Esses indicadores são um termômetro da economia e costumam antecipar o resultado do Produto Interno Bruto (PIB, conjunto de bens e serviços produzidos pelo país).

- A queda temporária em abril não muda nossa visão de que a economia ainda está muito aquecida. A leitura de que os juros não precisam ser elevados é equivocada. Os riscos de a inflação subir continuam - afirma Luiza Rodrigues, economista do Santander.

Nas contas do banco, o PIB no segundo trimestre crescerá 1,2% frente aos três primeiros meses do ano, já com ajuste sazonal. Isso depois de ter avançado 2,7% no primeiro trimestre - o que significa uma taxa anualizada de 11,2%. O Santander prevê um crescimento de 7,8% da economia brasileira este ano, e já há analistas estimando uma alta superior a 8%.

Copa ajuda nas vendas do comércio

Para Leonardo Carvalho, do Instituto de Pesquisa Econômica Aplicada (Ipea), a tríade aumento do salário mínimo, mercado de trabalho aquecido e farta oferta de crédito garantem o cenário positivo para a economia:

- Acredito que o PIB vai arrefecer, mas não tanto. As perspectivas continuam boas, mas é melhor crescermos num patamar mais próximo do nosso PIB potencial (em ritmo mais lento).

Ontem, ao sancionar o reajuste de 7,7% para os aposentados que ganham acima do mínimo, o presidente Luiz Inácio Lula da Silva acabou dando mais um empurrão para a economia. O aumento será aplicado a 8,2 milhões de benefícios, entre aposentadorias e pensões, representando mais de R$813 milhões por mês injetados na economia.

No varejo, as vendas do segundo trimestre contaram com um fator a mais para manter o ritmo acelerado: o efeito Copa. A Confederação Nacional do Comércio (CNC) estima que o faturamento do setor cresceu 0,7% em maio, frente a abril, e fechará o segundo trimestre com alta de 1,5%.

- É um crescimento que vai continuar bom, mas abaixo do primeiro trimestre (4,8%) - disse Fabio Bentes, economista da CNC.

A entidade avaliou o impacto do Mundial sobre os diferentes segmentos do varejo e calcula que, só por conta da Copa, o setor de móveis e eletrodomésticos deve ter avançado 3% no mês passado, graças principalmente à venda de TVs. O segmento de equipamentos de informática e comunicação, que inclui celulares, deve ter registrado impulso, só por efeito da Copa, de 4,3%. No setor de hiper e supermercados, o impacto do Mundial será agora, em junho. Pelos cálculos de Bentes, o setor já deve partir de uma alta de 0,9% graças à Copa.

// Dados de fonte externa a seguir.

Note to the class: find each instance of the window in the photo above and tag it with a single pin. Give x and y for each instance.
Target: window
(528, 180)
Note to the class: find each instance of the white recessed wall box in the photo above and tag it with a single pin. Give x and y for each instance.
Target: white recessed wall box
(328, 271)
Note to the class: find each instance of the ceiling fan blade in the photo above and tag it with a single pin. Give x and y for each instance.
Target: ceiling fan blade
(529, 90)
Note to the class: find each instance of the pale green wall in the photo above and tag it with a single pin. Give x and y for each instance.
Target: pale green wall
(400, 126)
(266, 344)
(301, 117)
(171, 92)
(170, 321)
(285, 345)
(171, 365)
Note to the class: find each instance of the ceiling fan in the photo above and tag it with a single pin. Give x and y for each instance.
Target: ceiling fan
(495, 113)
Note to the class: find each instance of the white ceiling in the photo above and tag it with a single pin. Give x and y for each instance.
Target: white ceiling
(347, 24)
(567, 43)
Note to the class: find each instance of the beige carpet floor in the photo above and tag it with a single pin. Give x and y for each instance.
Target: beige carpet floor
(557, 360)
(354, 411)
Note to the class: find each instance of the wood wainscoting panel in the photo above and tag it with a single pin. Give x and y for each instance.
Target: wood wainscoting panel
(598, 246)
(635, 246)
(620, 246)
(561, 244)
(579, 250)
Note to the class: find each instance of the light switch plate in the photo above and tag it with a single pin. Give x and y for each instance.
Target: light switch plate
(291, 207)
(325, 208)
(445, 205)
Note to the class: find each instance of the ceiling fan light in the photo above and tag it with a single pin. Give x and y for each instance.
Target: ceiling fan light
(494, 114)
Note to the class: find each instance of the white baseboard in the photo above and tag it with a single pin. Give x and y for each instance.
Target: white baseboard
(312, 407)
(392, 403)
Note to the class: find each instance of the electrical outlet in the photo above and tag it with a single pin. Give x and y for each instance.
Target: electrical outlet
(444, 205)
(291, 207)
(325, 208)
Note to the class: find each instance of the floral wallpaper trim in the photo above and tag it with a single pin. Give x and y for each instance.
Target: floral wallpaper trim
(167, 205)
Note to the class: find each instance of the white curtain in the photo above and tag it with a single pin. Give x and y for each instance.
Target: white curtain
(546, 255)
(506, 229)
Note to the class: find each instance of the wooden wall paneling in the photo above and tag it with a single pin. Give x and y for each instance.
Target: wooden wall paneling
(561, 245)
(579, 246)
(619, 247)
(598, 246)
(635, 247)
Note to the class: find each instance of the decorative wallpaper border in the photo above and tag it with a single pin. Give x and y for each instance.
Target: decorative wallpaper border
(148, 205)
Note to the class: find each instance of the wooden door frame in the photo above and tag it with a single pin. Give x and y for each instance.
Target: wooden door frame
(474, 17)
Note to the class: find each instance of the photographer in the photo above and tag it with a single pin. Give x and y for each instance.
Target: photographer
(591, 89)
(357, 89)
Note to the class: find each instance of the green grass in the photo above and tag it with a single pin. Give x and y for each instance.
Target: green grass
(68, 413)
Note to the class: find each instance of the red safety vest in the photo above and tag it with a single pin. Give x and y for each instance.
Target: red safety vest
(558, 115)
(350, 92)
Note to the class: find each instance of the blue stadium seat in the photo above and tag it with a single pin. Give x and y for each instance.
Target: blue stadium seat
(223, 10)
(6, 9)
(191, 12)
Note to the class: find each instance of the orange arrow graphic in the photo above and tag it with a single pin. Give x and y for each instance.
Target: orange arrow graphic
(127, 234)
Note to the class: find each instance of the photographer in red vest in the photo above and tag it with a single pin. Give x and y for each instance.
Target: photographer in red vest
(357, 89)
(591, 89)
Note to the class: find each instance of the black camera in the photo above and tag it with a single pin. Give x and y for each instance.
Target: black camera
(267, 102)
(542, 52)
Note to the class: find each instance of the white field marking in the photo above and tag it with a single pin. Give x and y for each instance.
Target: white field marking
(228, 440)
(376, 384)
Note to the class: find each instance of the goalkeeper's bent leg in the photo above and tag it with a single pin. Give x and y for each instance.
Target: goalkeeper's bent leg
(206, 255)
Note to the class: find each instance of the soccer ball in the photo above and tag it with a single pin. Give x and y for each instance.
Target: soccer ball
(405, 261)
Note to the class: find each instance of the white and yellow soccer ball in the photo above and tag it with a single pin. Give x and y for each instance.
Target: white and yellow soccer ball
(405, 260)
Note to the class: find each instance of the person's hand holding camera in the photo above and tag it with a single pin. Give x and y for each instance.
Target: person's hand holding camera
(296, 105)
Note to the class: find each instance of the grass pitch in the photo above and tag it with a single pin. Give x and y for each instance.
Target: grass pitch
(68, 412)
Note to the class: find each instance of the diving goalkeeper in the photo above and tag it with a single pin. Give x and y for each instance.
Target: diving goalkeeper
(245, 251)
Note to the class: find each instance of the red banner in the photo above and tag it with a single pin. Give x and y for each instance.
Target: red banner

Vendas mais fortes no varejo, produção maior na indústria. No setor de eletroeletrônicos, a primeira Copa com celulares combinados à TV digital são o destaque. As vendas desses aparelhos cresceram 400% no primeiro trimestre. A Associação Brasileira da Indústria Elétrica e Eletrônica (Abinee) elevou a expectativa para 2010, para uma alta de 9% nas vendas domésticas.

- Houve um aquecimento do mercado interno, e as vendas se beneficiam da Copa. Brincamos que o jogo do Brasil você quer assistir na tela grande, mas que o jogo da Argentina você pode assistir no celular - disse Luís Cláudio Carneiro, diretor da Abinee.

A LCA Consultores, que calcula uma variação mensal para o PIB (os dados oficiais, do IBGE, só são divulgados por trimestre), projetou uma estabilidade em abril e maio, depois de uma forte expansão em março. Mesmo estável, o patamar médio dos meses de abril e maio já é 1,3% superior ao nível médio do primeiro trimestre, explicou o economista Francisco Pessoa, da LCA.

Nem mesmo a queda de 0,7% na produção industrial em abril, divulgada pelo IBGE no início deste mês, pode ser considerada um freio na economia, diz Fernando Monteiro, economista-chefe da Convenção Corretora. Como o IBGE revisou o crescimento da indústria em março, de 2,8% para 3,4%, o número de abril veio menor:

- Foi uma queda com gosto de alta. Os dados de maio já mostram volta da produção.